Compared with the prior art, the invention has the following advantages and beneficial effects:

1. the system provided by the invention can acquire different news platform information and classify the news platform information, so that the problem of poor reading experience caused by the differentiation and inconsistency of a plurality of news platform information is avoided, and the influence of invalid news on readers is reduced.

2. In the invention, the technology of synonym forest is adopted in processing similar texts, so that the problem of synonym misjudgment is better avoided compared with the prior system.

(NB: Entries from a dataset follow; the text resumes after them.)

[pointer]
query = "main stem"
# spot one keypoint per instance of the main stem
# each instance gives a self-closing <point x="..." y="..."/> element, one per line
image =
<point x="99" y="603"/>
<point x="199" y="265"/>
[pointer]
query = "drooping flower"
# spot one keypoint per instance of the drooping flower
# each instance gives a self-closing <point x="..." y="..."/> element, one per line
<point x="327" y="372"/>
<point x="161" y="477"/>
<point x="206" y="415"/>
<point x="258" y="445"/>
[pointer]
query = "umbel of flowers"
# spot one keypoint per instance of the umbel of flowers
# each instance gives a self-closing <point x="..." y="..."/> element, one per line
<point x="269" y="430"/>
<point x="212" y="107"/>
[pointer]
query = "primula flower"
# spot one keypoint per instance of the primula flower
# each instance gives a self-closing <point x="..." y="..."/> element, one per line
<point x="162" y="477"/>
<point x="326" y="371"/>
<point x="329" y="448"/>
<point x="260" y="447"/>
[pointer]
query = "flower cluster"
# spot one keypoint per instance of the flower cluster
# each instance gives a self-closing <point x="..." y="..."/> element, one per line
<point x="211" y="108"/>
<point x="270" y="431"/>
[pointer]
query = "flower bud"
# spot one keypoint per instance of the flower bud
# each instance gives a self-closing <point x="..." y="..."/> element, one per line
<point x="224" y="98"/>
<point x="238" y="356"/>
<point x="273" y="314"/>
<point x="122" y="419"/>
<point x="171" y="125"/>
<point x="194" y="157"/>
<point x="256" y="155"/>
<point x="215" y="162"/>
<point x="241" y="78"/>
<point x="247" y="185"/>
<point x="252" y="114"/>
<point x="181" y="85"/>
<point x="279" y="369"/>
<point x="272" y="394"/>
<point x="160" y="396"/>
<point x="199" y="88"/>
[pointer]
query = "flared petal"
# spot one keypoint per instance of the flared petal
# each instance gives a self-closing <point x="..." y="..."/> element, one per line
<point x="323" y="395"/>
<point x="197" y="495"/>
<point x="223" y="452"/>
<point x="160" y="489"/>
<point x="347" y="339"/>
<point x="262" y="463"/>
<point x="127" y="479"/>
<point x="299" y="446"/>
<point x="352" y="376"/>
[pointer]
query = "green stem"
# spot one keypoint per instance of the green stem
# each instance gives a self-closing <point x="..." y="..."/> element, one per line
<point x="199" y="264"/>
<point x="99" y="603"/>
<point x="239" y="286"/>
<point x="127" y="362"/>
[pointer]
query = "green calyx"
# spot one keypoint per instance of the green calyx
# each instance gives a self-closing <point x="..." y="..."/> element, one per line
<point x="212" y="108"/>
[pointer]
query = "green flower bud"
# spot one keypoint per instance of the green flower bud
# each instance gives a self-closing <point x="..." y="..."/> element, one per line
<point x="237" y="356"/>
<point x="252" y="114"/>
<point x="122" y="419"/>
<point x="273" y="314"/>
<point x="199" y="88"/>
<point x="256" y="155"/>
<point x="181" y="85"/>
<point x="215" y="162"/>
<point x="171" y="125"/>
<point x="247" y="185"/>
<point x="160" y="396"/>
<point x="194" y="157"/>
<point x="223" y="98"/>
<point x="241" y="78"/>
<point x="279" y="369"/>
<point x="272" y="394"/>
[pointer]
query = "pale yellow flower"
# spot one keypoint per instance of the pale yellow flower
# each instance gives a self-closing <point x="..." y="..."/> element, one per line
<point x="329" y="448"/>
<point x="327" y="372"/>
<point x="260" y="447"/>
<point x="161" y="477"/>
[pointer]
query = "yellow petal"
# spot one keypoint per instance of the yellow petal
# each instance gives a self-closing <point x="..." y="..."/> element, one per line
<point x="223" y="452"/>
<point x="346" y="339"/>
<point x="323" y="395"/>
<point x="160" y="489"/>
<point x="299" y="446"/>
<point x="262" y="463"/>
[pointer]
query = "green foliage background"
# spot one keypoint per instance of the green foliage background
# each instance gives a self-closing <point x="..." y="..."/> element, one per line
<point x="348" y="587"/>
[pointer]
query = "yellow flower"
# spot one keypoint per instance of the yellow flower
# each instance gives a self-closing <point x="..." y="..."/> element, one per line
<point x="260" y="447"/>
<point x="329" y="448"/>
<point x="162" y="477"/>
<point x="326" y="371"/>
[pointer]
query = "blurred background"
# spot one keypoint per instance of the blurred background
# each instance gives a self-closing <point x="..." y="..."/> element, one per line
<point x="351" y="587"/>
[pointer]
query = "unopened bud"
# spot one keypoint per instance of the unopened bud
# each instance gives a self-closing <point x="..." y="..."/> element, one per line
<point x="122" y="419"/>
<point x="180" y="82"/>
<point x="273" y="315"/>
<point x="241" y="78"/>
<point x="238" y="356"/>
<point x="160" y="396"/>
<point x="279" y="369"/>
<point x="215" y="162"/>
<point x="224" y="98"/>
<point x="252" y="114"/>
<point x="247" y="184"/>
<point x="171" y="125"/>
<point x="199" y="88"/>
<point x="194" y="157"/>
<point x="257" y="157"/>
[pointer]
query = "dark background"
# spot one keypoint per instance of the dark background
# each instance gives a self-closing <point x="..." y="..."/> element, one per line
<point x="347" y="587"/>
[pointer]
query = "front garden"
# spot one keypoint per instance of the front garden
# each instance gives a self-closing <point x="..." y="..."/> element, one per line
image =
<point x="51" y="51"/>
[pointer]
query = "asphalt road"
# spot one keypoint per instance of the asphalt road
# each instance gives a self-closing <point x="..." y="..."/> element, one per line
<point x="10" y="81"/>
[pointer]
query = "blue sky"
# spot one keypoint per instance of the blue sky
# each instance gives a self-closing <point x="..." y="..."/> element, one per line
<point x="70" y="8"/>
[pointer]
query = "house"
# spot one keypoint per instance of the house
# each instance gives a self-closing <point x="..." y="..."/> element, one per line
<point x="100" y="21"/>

3. The invention adopts the deep learning technology to process the abstract of the article, and avoids the defects of poor readability, incoherent content and the like of the existing abstract generation method, thereby enabling the abstract and the comment of the article to be more approximate to the standard natural language and improving the efficiency of reading news contents by readers.

4. The invention extracts and summarizes the comments, perfects the function of the news information aggregation system and further improves the efficiency of reading the comments by readers.

Drawings

Fig. 1 is a basic flowchart of an embodiment news information aggregation method.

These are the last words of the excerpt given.